Yikes, the path was also blazed here for me but the nettles were even more proflific. I again only went so far and stopped because I was not prepared to battle nature.
Here is a view looking back towards where the complex stood. I found this carved out area interesting. At first a potential mine entrance but perhaps it was where a water tank and small building stood. Or it was direct access to the first tunnel that failed and the plateau was built later. I still wonder if this upper area was support for the mine at the time it was in operation or built to close things up.
To solve the problem of where to dump all the non-coal rock and rumble they built a tram to transfer this material. It went over the hill and deposited the debris into a gully on the other side. Here is a link to the Black Diamond History Blog with more info on the Tram. Plus here is a photo from that article.
I am pretty sure the photo below of a bank covered in blackberries is the location of this tram. At one point I was thinking it was the debris below the mine entrance. However, under much examining of things it did not line up. Then I remember the tram & bingo…. we have a winning match.
Of course I had to figure out where this gulch was so I pulled up a USGS map of the area. Lo & behold you can see right where it all went. See the blob with little speckles next to the road to the left of the mine entrance which is a little y shaped line?

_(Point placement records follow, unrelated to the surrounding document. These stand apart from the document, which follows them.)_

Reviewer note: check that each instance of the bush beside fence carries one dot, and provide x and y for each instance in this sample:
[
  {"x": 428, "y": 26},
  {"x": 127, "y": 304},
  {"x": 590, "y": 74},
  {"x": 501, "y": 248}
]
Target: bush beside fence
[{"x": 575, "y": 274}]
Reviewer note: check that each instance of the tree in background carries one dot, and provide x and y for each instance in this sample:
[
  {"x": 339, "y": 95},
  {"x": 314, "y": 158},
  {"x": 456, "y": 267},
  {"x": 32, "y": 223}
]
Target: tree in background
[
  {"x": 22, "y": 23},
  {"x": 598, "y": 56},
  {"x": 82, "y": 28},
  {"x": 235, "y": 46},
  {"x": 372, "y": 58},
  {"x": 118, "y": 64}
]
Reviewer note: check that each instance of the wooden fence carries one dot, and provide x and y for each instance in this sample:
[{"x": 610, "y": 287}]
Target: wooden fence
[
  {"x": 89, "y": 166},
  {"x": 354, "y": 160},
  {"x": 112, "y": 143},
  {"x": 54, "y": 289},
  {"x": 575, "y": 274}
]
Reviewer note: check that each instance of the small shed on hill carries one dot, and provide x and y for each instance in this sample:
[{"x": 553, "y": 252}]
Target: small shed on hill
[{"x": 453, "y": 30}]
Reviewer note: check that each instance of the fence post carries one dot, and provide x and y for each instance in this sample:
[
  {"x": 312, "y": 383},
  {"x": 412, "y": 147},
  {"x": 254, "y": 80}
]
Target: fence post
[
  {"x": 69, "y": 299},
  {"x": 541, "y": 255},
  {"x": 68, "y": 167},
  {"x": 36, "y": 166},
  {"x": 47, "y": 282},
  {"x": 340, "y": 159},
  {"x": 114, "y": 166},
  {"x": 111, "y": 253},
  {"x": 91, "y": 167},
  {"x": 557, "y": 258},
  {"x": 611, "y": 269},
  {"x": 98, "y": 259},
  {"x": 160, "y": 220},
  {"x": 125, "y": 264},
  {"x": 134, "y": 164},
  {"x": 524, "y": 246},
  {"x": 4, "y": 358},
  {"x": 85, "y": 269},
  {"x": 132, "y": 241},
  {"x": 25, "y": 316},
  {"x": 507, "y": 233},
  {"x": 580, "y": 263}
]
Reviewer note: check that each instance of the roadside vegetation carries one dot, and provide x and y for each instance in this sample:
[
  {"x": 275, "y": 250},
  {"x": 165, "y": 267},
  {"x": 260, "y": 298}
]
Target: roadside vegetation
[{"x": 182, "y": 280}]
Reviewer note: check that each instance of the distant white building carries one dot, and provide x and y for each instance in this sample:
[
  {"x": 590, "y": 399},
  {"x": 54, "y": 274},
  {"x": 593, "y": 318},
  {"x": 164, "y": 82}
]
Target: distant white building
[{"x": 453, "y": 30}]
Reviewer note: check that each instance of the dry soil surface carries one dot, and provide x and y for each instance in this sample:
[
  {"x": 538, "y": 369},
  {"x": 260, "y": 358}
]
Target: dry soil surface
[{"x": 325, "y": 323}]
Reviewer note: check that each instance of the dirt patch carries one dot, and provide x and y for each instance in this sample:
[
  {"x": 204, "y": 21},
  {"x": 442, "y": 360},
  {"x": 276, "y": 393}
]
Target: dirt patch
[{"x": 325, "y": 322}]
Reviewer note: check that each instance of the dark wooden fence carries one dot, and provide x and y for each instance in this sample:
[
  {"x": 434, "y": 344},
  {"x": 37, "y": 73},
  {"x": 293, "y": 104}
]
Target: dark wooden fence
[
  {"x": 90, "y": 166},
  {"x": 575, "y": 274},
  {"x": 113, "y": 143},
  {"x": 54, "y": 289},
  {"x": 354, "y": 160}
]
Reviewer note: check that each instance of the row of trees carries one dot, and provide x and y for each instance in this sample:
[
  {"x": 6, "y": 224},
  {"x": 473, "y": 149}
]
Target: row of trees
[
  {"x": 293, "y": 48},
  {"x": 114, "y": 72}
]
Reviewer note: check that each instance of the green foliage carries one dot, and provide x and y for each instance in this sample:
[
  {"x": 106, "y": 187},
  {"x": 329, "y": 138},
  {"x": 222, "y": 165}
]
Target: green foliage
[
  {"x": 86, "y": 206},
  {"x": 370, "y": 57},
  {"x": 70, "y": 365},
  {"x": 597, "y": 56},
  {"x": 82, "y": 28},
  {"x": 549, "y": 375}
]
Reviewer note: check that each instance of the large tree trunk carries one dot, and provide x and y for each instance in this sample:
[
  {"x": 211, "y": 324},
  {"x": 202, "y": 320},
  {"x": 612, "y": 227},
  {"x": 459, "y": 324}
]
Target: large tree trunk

Before I go, I found the flat scraped land where the industrial complex had been was full of Killdeer. They are the little birds that pretend they are hurt to distract from their nests. I would say there was at least 30 of them.
That is enough today on this big messy coal mine. Hope you are feeling my message about how time changes all things. How nearly 100 years later a huge mining complex is only a ghost of it’s once past glory.
I have been reading Gore Vidal’s novel “Burr”. Here is a quote I leave you with:
“Oh there are ghosts among us. But then what are memories but shadows of objects gone to dust?”